[Digikam-users] Tags and metadata for photo and video

Jean-François Rabasse jean-francois.rabasse at wanadoo.fr
Thu May 17 16:28:37 BST 2012


Hello Cédric,
some comments as I see two different issues in your post.

On Thu, 17 May 2012, Cédric Macquat wrote:

> Hello,
> 
> I want to manage my photo collection and video collection with
> digikam. With digikam I tagged my photos and I want to begin with the
> video. My problem is the following: If I want to use another software
> to manage my photos and video in the future (perhaps one time another
> one will fit better to my needs, but for the moment digikam is
> perfect : -D) how can I make sure I don't have to retag everything ?
> When I will have much more photos and videos it won't be possible to
> do the work again.

The bad new is that (nothing but my own personal opinion) it doesn't
seem possible to expect setting up a tags strategy and keep it as is
along years or decades, and software changes.

Metadata world is a swampy and misty landscape. Some standards exist but
they mostly define data formats and labels, and are more unfocused on
data semantics and where to put what. A software development team may
have its own interpretation and another team may disagree and do
something different.
(Digikam itself does some interpretation in metadata handling, and not
everybody agrees.)

Also, software often needs some information not featured in standards
and will thus create its own namespaces for that.
Compatibility is then broken.
(Digikam does that. The tree structured tags system - a nice feature
indeed - is out of standards that propose only flat lists of keywords.
So, Digikam invents a special tag, xmp.digikam.tagslist, with special
syntax, Tag/Subtag/Subtag, that no other software will read.)
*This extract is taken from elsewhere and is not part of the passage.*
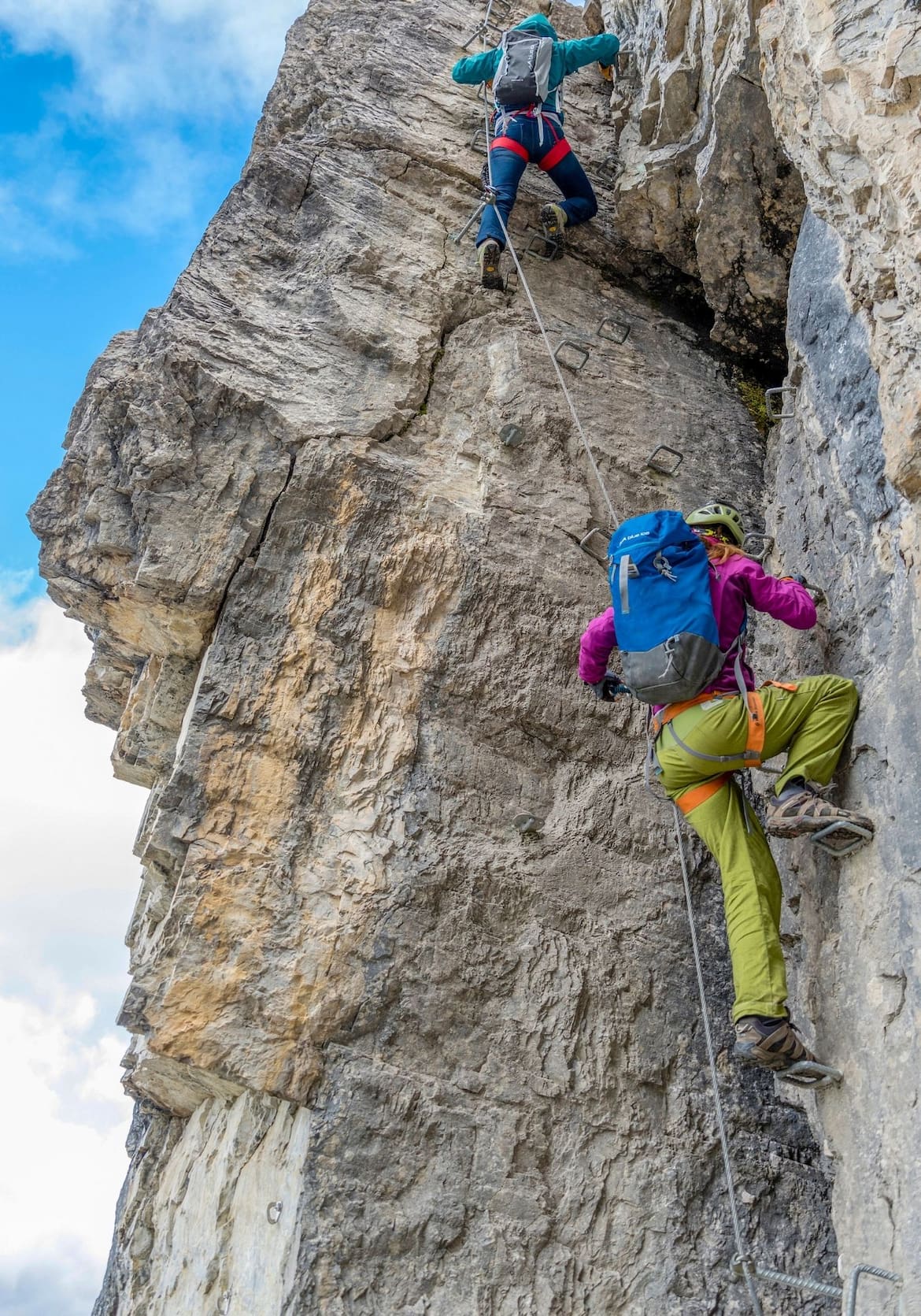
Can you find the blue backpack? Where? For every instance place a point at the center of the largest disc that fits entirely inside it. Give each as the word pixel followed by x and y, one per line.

The good new (my personal opinion again) is that tagging and indexing
work should never be redone from scratch if you get prepared to do some
adaptation work. That work could be some home made scripts and command
line tools to extract all of your meta information, then feed under a
different way to suit the target management system.
(I happened to do that a few years ago, extracting structured indexes
from a SQL database, then rebuilding syntax compatible with
digikam.tagslist and feeding into images with exiftool. It took several
hours to build and check the tools but nothing was lost and it spared
hundreds of hours if reindexing from scratch would have to be done.)

The important thing is to tag and index fresh new stuff when it comes
under hand and trust for the future. Readable/writable information will
surely remain readable, and rewritable under a different form.


> ...
> But now I will tag my videos and with digikam it's not possible to
> create a xmp file for videos. I think the best way the retain the tag
> is to write in the metadata of the video, but how ? Or can I create an
> xmp sidecar for video with another software ? At the moment I'm
> looking at exiftool but until now I was not able to create an xmp
> sidecar for video with the same format as for the photos.

I have exactly the same problem, with non photos files. Videos yes,
and also, in my case, tracks logs GPX files I want to manage along with
images. The GPX format doesn't provide any metadata support, and Digikam
ignores that kind of file so, no XMP sidecar solution.

A possible solution is to create an image, JPEG format, for each of
those special files. For video files it's possible to use command line
tools as mencoder that allows extracting one video frame, the first one
or an offset one, and building a JPEG or PNG image. It works fine.
(For my GPX files, I use web services, e.g. GPS-visualizer that can create
a nice terrain map with the track overplotted in color.)

So, with Digikam, I don't tag the files but that « companion image ».
And when I do browse and search, I can find such an image and from name
and album name, I get the file. (Using a naming convention such as
xxxx.jpg is companion for xxxx.mpg, or xxxx.gpx, and lies into the same
folder.)

It's not that great, I admit, but it works well. If I happen some day to
know how to feed a video file with metadata, I'll probably move tags
information from the JPG to the MPG. As for today I don't know how, so I
live with thati, waiting for better days:-)

Maybe some other users will feed this thread with better ideas.

Regards,

Jean-François


PS: companion images, or placeholders, has recently been discussed on
this list, about an off-line data topic. Maybe for video files,
mostly very big files, indexing and managing a large video collection
could also require off-line data management along with that metadata
issue.
A companion image can merge both issues, for lack of anything better.